Earlier this year researchers made an exciting discovery, revealing that falling in love not only brings us happiness and joy, but it can actually lower your blood pressure and improve your overall heart health! However, don’t start celebrating quite yet… A recent study reveals an often-overlooked price of love.

Researchers out of the University of Queensland in Australia combed over 10 years worth of data spanning from 2005 to 2014, hoping to better understand the long-term impact of a committed relationship on our lives. What they discovered was quite surprising!

The study followed the health and relationship status of 15,000 people, specifically focusing on the possible connection between a long-term committed relationship and the weight of each of the participants. Their discovery? The participants who were in a happy, loving and successful relationship experienced a weight gain of approximately 1.8kg for every year they remained in their relationship early on, leading to an average overall weight gain of approximately 5.8kg total more than those who remained single.

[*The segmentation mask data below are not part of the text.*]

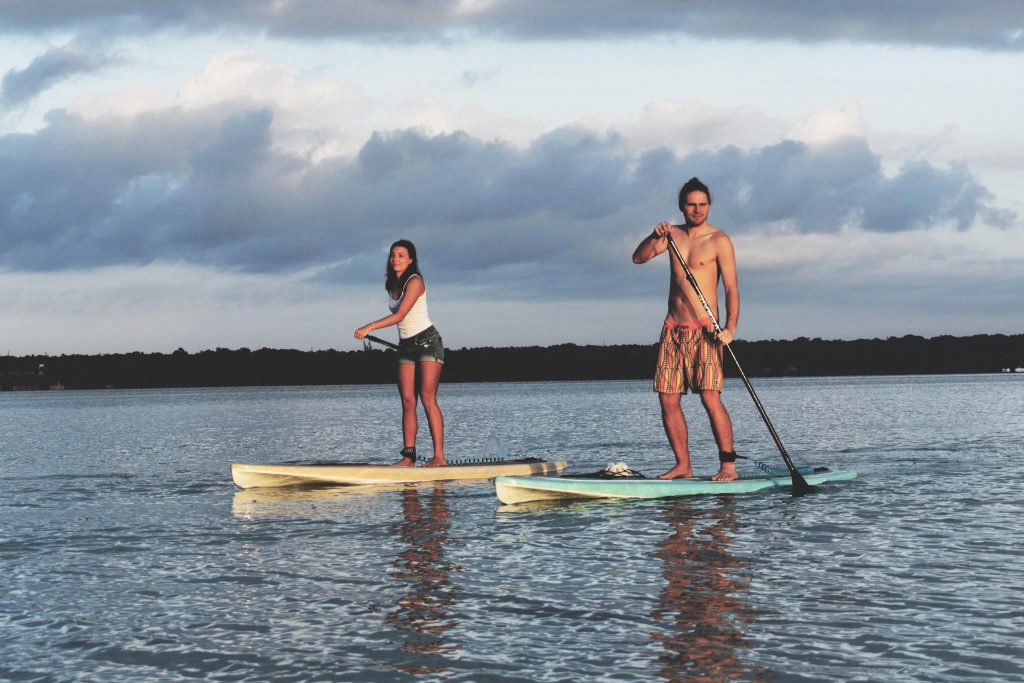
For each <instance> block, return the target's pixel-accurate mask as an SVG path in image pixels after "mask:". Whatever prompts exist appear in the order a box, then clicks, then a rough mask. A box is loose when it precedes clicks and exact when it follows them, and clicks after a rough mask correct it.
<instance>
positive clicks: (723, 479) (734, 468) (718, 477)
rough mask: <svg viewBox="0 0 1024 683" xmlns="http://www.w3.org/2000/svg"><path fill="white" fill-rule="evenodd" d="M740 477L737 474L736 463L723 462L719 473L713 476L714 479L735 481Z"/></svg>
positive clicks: (715, 480)
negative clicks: (736, 473) (725, 462)
mask: <svg viewBox="0 0 1024 683" xmlns="http://www.w3.org/2000/svg"><path fill="white" fill-rule="evenodd" d="M738 478H739V475H738V474H736V464H735V463H722V467H721V468H720V469H719V470H718V474H716V475H715V476H713V477H712V478H711V480H712V481H735V480H736V479H738Z"/></svg>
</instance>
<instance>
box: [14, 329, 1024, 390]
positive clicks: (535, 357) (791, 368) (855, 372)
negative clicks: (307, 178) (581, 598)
mask: <svg viewBox="0 0 1024 683" xmlns="http://www.w3.org/2000/svg"><path fill="white" fill-rule="evenodd" d="M733 350H734V351H735V353H736V357H737V358H738V359H739V361H740V364H742V367H743V372H744V373H745V374H746V375H748V376H749V377H850V376H878V375H952V374H992V373H1001V372H1006V371H1009V372H1011V373H1013V372H1015V371H1017V370H1018V369H1020V370H1021V372H1024V368H1022V366H1024V334H1021V335H975V336H971V337H951V336H940V337H933V338H925V337H918V336H913V335H907V336H904V337H891V338H889V339H858V340H851V341H846V340H822V339H808V338H805V337H802V338H798V339H794V340H768V341H743V340H737V341H735V342H733ZM655 354H656V345H654V344H623V345H611V346H606V345H602V346H596V345H577V344H559V345H556V346H543V347H542V346H523V347H504V348H497V347H476V348H462V349H447V350H446V353H445V355H446V357H445V360H446V362H445V367H444V373H443V375H442V381H443V382H520V381H522V382H528V381H566V380H584V381H585V380H633V379H650V377H651V375H652V374H653V368H654V360H655ZM394 366H395V360H394V352H393V351H390V350H387V351H382V350H378V349H376V348H372V347H368V348H367V349H364V350H355V351H337V350H323V351H299V350H294V349H267V348H263V349H259V350H255V351H254V350H251V349H248V348H241V349H226V348H217V349H213V350H207V351H199V352H197V353H188V352H186V351H184V350H183V349H178V350H177V351H175V352H173V353H142V352H133V353H112V354H95V355H80V354H75V355H59V356H48V355H28V356H9V355H8V356H0V389H3V390H28V389H102V388H164V387H221V386H225V387H226V386H297V385H337V384H389V383H391V382H393V381H394ZM737 376H738V375H737V373H736V371H735V368H734V367H733V366H732V364H731V361H730V360H727V361H726V377H737Z"/></svg>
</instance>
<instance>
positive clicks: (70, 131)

During the course of the study, each of the participants was asked to answer a number of questions about their overall lifestyle choices. This included how much fast food they consumed, how physically active they were, how often they engaged in behaviors like smoking or drinking, and how much television they watched.

“Marriage (or de-facto relationships) comes with spousal obligations such as regular family meals. While they may include more healthy foods such as fruits and vegetables and less fast food, people often consume larger portion sizes and more calories in the company of others than they do alone, resulting in increased energy intake,” explained the researchers. “Marriage and cohabiting also carry the potential for encouraging unhealthy behaviors, as couples often perform behaviors like eating, watching TV, and drinking alcohol together.”

Early in our relationships, most people are highly focused on impressing their potential partner. This leads us to eat healthier, workout regularly, and pay very careful attention to our weight. As we find ourselves in a committed lasting relationship, the need to ‘impress’ one another begins to fade. We get comfortable with one another. We may dress up less, wear less makeup, and, in time, the intense need to go to great lengths to maintain our weight begins to fade.

“When couples don’t’ need to look attractive and slim to attract a partner, they may feel more comfortable in eating more, or eating foods high in fat and sugar,” stated Dr. Stephanie Schoeppe, lead author of the study. “When couples have children in the household, they tend to eat their leftovers or snacks.”

It’s not necessarily a terrible situation. We are simply moving into the next chapter of our lives. Priorities shift, and our focus moves to a new aspect of our lives – our growing families and the future that we are building together.